Turns out I went camping and came back to 6 missing fish. The next day I bought 6 neon tetras so my left over 2 aren't stressed out. Over night bam. Eaten. I have a picture of its stomach, it was disgustingly huge. I put them in the 5g until I can bring them to Bug Als. Now I went camping and the one passed and the one is still in the tank. I plan to bring it asap. It's been busy.

So now my plan is to get another betta. I think I'm ready and my projects are mainly done and I want to get a smaller tank maybe a 2.65 Top fin rimless to fit on my desk. It's not super expensive, but I would need to get a better light possibly. But it wouldn't be until September when I'm back from Poland to upgrade the light. Since I'm going to Poland I want this tank to be Low tech since my dad will be caring for the fish while I'm gone. I'm thinking some easy plants. I don't know what though, have fern never grew well for me. Any tips? 

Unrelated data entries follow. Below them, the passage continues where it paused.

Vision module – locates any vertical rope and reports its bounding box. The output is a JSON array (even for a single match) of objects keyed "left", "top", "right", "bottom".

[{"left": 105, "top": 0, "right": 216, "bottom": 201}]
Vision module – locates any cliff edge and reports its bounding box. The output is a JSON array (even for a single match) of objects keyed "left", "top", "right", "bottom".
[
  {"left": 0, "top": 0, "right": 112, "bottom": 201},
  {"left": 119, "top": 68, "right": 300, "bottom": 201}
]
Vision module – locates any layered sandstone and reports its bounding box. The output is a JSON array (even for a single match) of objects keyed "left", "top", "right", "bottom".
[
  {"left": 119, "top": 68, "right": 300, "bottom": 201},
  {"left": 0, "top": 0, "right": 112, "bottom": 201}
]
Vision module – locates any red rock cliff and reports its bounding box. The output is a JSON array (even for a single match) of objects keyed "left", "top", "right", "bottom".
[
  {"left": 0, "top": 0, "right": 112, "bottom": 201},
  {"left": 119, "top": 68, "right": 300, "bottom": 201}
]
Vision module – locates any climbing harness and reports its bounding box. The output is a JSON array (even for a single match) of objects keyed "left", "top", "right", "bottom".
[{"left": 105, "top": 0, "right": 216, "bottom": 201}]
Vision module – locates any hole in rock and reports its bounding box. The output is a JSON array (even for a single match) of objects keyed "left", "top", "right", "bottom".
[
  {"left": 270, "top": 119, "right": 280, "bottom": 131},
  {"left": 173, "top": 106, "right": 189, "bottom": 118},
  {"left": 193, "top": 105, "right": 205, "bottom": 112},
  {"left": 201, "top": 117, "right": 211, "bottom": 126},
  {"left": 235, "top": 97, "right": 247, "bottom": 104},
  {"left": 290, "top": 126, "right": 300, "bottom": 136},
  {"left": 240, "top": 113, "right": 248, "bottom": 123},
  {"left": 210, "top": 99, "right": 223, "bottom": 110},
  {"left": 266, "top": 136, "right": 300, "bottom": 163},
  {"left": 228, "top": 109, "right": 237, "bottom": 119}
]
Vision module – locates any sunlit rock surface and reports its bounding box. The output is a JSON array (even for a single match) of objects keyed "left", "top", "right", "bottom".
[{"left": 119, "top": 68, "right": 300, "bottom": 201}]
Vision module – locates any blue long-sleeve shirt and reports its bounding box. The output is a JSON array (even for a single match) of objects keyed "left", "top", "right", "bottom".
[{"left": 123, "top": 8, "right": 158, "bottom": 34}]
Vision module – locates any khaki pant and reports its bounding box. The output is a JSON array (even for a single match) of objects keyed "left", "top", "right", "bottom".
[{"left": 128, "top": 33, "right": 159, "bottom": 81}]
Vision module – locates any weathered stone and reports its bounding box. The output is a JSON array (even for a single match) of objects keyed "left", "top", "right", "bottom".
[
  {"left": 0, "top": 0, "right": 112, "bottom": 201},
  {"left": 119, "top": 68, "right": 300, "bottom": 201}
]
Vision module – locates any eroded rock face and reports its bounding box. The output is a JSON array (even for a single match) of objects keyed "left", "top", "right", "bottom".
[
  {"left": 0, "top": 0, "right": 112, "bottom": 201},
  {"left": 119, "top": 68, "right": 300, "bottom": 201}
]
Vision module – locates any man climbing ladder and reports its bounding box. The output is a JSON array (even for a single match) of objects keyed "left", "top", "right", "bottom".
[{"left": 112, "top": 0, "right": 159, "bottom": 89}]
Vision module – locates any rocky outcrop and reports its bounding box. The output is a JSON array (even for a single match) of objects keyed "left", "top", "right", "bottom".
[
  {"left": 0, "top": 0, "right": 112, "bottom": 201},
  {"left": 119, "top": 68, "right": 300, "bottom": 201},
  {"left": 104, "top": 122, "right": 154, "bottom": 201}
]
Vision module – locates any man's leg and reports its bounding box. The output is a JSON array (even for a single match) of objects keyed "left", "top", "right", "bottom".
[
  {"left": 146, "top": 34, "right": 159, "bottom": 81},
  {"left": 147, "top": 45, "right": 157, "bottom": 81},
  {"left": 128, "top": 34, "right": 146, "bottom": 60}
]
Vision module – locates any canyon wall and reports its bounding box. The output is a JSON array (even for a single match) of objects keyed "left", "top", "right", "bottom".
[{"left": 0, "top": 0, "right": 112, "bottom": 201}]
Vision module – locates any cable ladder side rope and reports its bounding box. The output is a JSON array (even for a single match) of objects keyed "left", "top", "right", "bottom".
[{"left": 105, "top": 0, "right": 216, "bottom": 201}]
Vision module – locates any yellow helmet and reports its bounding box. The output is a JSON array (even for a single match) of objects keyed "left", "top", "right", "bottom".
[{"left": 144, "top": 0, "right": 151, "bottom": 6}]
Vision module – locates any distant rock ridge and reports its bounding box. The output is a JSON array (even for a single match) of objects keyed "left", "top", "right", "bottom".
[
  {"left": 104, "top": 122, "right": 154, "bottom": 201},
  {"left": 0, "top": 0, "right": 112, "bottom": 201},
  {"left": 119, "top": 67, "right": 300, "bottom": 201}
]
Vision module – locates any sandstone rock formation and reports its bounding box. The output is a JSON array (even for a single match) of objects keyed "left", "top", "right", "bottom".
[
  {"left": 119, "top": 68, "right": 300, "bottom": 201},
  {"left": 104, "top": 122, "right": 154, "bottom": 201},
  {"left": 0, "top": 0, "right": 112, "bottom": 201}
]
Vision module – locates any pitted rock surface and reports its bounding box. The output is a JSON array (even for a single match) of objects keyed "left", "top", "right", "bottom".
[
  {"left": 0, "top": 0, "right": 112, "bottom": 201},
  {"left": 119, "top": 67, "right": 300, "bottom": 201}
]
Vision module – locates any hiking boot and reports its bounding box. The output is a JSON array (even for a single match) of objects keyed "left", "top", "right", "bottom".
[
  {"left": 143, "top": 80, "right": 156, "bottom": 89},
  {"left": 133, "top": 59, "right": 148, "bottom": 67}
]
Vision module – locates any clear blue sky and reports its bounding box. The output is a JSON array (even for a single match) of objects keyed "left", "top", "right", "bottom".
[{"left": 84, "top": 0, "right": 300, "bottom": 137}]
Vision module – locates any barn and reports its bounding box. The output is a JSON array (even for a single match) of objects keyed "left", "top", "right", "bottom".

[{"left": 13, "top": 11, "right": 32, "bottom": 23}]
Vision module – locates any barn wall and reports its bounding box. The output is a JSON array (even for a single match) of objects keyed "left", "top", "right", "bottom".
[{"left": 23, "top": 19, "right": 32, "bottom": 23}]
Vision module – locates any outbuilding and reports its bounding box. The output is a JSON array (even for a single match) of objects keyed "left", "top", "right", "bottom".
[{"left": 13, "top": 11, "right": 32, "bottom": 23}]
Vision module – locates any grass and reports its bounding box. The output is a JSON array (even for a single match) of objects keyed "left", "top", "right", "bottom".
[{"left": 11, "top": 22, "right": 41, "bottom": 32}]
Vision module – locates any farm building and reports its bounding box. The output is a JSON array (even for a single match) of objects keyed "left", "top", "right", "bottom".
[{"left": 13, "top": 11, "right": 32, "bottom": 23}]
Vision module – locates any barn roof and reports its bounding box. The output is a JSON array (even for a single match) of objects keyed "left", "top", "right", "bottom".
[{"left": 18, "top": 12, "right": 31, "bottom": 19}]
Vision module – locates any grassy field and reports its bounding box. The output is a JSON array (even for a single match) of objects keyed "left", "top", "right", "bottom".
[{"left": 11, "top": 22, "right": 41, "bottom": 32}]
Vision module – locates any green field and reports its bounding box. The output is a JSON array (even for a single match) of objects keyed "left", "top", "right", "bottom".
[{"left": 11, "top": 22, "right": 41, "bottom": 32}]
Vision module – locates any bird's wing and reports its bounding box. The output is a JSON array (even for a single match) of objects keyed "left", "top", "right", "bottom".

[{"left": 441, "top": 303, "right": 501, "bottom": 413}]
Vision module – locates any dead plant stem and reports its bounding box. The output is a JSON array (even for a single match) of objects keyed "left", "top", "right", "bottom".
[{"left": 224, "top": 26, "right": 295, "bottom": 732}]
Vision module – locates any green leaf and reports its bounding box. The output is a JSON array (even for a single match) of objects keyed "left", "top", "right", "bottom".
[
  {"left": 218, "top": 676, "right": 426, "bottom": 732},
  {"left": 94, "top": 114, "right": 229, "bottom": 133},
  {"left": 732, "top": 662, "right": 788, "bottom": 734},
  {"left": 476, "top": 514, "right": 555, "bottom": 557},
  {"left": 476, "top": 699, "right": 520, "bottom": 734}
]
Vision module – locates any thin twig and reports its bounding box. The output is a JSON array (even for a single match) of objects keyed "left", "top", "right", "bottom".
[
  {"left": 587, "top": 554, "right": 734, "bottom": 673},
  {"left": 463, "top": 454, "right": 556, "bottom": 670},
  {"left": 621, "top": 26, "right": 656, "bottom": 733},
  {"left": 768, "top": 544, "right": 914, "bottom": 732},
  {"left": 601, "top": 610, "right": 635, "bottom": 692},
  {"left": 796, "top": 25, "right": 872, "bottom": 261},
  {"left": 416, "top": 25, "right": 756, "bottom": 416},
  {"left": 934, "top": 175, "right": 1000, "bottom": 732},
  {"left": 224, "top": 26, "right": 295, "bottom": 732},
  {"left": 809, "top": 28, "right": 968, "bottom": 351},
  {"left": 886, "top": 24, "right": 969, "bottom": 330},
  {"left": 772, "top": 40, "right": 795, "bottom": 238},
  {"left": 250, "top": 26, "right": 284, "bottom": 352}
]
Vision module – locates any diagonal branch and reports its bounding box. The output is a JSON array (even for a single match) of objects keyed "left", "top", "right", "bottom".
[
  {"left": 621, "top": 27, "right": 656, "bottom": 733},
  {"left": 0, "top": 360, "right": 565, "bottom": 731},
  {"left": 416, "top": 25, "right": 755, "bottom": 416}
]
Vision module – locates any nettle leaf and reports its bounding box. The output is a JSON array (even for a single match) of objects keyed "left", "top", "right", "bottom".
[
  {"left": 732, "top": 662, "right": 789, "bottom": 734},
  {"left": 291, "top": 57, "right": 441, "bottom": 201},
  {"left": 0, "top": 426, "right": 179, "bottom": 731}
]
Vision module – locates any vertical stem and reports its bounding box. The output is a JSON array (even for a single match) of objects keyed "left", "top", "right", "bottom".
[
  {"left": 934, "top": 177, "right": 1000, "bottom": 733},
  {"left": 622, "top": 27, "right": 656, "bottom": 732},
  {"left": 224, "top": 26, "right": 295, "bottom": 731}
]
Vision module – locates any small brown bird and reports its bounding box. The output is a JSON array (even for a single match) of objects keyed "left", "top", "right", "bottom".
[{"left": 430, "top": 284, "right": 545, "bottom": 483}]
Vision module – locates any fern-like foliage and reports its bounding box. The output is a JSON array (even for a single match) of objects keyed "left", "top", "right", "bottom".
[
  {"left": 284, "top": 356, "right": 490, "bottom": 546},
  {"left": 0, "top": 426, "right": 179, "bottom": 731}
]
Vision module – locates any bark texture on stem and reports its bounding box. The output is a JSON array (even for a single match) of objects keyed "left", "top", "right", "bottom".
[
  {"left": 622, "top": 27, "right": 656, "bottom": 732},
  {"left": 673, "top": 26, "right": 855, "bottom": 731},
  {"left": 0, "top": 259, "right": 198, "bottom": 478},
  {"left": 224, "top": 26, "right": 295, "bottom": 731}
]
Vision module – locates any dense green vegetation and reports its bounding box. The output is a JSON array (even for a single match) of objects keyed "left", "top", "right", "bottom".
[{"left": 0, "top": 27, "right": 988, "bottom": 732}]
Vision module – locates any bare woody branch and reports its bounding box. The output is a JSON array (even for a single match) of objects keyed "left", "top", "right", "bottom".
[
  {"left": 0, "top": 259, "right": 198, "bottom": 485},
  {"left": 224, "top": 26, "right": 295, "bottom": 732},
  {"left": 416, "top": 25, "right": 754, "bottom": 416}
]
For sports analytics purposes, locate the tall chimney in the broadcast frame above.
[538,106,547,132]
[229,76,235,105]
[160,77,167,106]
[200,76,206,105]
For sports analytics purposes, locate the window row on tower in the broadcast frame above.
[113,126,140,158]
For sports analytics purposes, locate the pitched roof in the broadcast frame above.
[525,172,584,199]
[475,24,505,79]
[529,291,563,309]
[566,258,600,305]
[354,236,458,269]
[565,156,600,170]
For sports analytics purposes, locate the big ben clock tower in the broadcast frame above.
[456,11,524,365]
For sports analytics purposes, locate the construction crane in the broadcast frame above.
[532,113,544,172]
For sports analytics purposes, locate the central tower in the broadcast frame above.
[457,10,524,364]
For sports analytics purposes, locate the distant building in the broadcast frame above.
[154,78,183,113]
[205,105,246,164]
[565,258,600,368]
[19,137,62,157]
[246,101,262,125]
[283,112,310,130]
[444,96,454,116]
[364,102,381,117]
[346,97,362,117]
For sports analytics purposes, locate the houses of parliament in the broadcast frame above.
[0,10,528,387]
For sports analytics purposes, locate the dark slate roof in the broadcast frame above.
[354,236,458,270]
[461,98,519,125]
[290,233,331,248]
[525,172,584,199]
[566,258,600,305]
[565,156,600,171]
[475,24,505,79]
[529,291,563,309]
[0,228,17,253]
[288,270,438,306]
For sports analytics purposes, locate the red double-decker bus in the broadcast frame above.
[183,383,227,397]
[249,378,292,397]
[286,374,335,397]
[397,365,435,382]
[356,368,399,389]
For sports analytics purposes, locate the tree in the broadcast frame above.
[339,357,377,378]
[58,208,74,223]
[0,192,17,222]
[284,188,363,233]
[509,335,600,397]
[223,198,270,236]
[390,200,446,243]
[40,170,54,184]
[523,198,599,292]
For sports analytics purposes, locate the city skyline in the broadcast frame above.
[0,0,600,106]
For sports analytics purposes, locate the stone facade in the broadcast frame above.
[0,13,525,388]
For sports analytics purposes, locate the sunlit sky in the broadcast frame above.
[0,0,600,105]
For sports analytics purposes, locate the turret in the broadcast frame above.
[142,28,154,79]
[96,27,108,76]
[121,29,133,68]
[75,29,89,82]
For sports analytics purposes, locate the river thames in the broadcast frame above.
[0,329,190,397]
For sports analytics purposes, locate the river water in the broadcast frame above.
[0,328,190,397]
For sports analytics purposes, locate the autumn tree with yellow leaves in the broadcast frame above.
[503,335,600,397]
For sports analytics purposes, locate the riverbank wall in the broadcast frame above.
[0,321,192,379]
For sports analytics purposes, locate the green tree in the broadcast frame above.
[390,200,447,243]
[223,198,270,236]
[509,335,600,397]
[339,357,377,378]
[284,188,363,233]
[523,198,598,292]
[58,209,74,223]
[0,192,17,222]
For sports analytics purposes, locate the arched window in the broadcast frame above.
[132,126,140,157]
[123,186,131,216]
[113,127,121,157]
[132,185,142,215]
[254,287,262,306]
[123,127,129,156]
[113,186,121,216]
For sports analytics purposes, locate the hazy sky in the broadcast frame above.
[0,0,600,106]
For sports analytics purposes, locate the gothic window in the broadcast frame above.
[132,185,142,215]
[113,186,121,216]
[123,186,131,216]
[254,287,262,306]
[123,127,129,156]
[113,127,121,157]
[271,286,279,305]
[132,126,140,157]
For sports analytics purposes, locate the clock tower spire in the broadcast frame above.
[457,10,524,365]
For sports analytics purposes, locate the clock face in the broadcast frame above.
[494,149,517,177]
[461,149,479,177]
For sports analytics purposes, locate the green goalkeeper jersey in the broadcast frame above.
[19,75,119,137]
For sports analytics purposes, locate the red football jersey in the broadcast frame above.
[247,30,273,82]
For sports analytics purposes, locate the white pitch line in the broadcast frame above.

Thanks for reading. Hope to be back into this and post some pics.


----------



## ThisDragonisNerdy (Mar 28, 2015)

Oh no! I know you were excited about having shrimp to...
You NEED to post pictures of the 65 and Kiko's tank!! I want to see them!
Did you know that Mollies are brackish water fish? Or at least they tend to be happier that way. Just something to consider. Otherwise I'd have them- they're so cute! What are the bumblebee cories like? They sound cute too! And what about the galaxy rasboras? I've wanted some but haven't had any to this day. Did you know that they're actually called Celestial Pearl Danios? The resbora label is old/incorrect. They were just discovered in 2007! Alot of people think they're endangered, but that's false.
Oh boy. >.< I had a fish that did that, years ago. We had to move it into it's own tank. I'm not even sure what kind of fish it was.
So glad to see that you're back and planning on getting another betta! There's a whole plant section to this site, I'm sure you could find all kinds of ideas in other's threads.


----------



## Julie7778 (Mar 20, 2015)

THATDragonLovesBettas said:


> Oh no! I know you were excited about having shrimp to...
> You NEED to post pictures of the 65 and Kiko's tank!! I want to see them!
> Did you know that Mollies are brackish water fish? Or at least they tend to be happier that way. Just something to consider. Otherwise I'd have them- they're so cute! What are the bumblebee cories like? They sound cute too! And what about the galaxy rasboras? I've wanted some but haven't had any to this day. Did you know that they're actually called Celestial Pearl Danios? The resbora label is old/incorrect. They were just discovered in 2007! Alot of people think they're endangered, but that's false.
> Oh boy. >.< I had a fish that did that, years ago. We had to move it into it's own tank. I'm not even sure what kind of fish it was.
> So glad to see that you're back and planning on getting another betta! There's a whole plant section to this site, I'm sure you could find all kinds of ideas in other's threads.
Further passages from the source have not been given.